# New Cadet Here



## Panzerfaust (Nov 16, 2007)

Hi all!
My nickname is Panzerfaust, I'm 19, and I came from Italy....

I register myself on this forum some time ago...so I'm a lurker...please,forgive me 

So, hope to see you around the forum...

Bye


----------



## mkloby (Nov 16, 2007)

pfaust - join in from time to time... we're great fun 

I had some Regia Marina buddies throughout flight school - They're flying EH-101s now!


----------



## seesul (Nov 16, 2007)

Welcome Panzerfaust,

let me wish you a lot of fun on this forum!


----------



## Panzerfaust (Nov 16, 2007)

ops,I forgot 1 thing...my english is awful....


----------



## Panzerfaust (Nov 16, 2007)

ops, double post.... -_-'


----------



## ccheese (Nov 16, 2007)

Welcome Panzerfaust, you'll enjoy the forum.
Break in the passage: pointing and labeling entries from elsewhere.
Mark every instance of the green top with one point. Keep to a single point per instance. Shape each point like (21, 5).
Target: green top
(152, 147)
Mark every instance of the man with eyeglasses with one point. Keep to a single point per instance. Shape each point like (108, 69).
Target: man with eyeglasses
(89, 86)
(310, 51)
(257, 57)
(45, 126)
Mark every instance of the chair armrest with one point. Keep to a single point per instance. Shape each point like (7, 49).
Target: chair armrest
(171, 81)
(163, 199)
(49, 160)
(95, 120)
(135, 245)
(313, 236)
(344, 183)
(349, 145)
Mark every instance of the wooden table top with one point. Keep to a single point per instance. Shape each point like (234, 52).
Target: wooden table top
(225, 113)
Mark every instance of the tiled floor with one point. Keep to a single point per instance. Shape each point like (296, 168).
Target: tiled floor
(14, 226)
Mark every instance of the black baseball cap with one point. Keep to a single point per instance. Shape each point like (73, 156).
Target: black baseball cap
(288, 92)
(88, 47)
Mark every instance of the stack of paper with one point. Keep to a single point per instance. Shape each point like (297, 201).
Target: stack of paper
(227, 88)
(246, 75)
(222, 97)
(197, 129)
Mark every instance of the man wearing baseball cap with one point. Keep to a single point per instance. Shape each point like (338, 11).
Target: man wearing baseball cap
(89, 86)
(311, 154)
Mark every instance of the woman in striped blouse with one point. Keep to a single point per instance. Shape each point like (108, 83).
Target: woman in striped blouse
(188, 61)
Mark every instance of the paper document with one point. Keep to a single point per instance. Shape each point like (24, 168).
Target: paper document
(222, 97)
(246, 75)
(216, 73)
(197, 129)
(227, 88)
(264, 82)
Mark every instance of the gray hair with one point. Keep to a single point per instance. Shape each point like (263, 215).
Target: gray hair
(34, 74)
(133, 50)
Don't worry about your English.
We have Aussies, here, who have a language all their own. 

Diggers..... indeed !

Charles


----------



## Wurger (Nov 16, 2007)

Hallo Panzerfaust,
Nice to read you there.Don't worry about your English,nobody is perfect including me.
Anyway, welcome there and greetings from Poland.


----------



## DerAdlerIstGelandet (Nov 16, 2007)

Welcome


----------



## Lucky13 (Nov 17, 2007)

Greetings mate....


----------



## lesofprimus (Nov 17, 2007)

Fu*kin lurkers....


----------



## Lucky13 (Nov 17, 2007)

I think all the praise has made you a softy Les.....shame!


----------



## Njaco (Nov 17, 2007)

Welcome!


----------



## DBII (Nov 17, 2007)

Welcome back. 

DBII


----------



## Heinz (Nov 17, 2007)

Welcome mate.


----------



## Aussie1001 (Nov 18, 2007)

Yeah mate G'day.
And charles our language is not stange it is just Aussie speak....


----------



## Wayne Little (Nov 18, 2007)

Gidday and welcome from another Aussie, Panzerfaust.


----------



## Panzerfaust (Nov 18, 2007)

thanks to all!!


----------



## Bf109_g (Nov 19, 2007)

Hi there and welcome to the forum, Panzerfaust 

~ Shinn


----------



## DOUGRD (Nov 20, 2007)

Welcome to the forum Panzerfaust. Don't worry about your English this is a good place to practise it.


----------



## Thorlifter (Nov 21, 2007)

Welcome


----------